Geochronology of Quaternary Coastal Plain Deposits, Southeastern Virginia, U.S.A.
Keywords:Stratigraphy, Atlantic coastal plain, sea-level change, amino acid racemization, electron spin resonance.
Three clusters of amino acid enantiomeric values (or aminozones) are defined using molluscan fossils from the late Quaternary marine units exposed in Gomez Pit, in the southeastern Virginia coastal plain. Mean alloisoleucine/Isoleucine (A/I) values for two aminozones (IIa: 0.17 ± 0.02; IIc: 0.32 ± 0.02) are superposed, show consistent relation to lithologic units, and are used to define local alloformations. A third aminozone (IId: A/I = 0.46 ± 0.04) cannot be used to define a local alloformation because all IId mollusks appear to have been reworked into younger (IIc) lithologic units at the Gomez Pit site. U-Th age estimates on corals, and electron spin resonance (ESR) age estimates on fossil mollusks are used to calibrate aminozone IIa. Combined U-Th, ESR, and amino acid enantiomeric data indicate a Stage 5 (80 to 130 ka) age for aminozone IIa.
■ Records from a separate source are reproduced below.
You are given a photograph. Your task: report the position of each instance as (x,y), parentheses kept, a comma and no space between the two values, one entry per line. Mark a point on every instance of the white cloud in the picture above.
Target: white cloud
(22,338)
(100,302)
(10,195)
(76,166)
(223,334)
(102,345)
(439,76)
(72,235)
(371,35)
Age estimates for older aminozones IIc and IId are calculated using aminozone IIa calibration applied to kinetic models describing diagenetic racemization. Using this approach, age range estimates for aminozone IIc (approximately 250 to 400 ka), and aminozone IId (approximately 500 to 800 ka) are proposed. Aminostratigraphic interpretations are compared with other geomorphic and stratigraphic studies of the southern Chesapeake Bay region. Deposition of the "IIa alloformation" is correlative with parts of the Tabb Formation (Sedgefield Member), or parts of the Norfolk Formation, evolution of the Nassawadox spit (lower Delmarva Peninsula), and filling of the Eastville paleochannel of the ancestral Susquehanna River. The "IIc alloformation" is correlative with the Shirley Formation (on the York-James Peninsula) or Great Bridge Formation. Aminozone IId (in-place elsewhere in the region) is correlative with the Shirley Formation (on the Rappahannock River), evolution of the Omar-Accomack spit, and filling of the Exmore paleochannel of the ancestral Susquehanna River.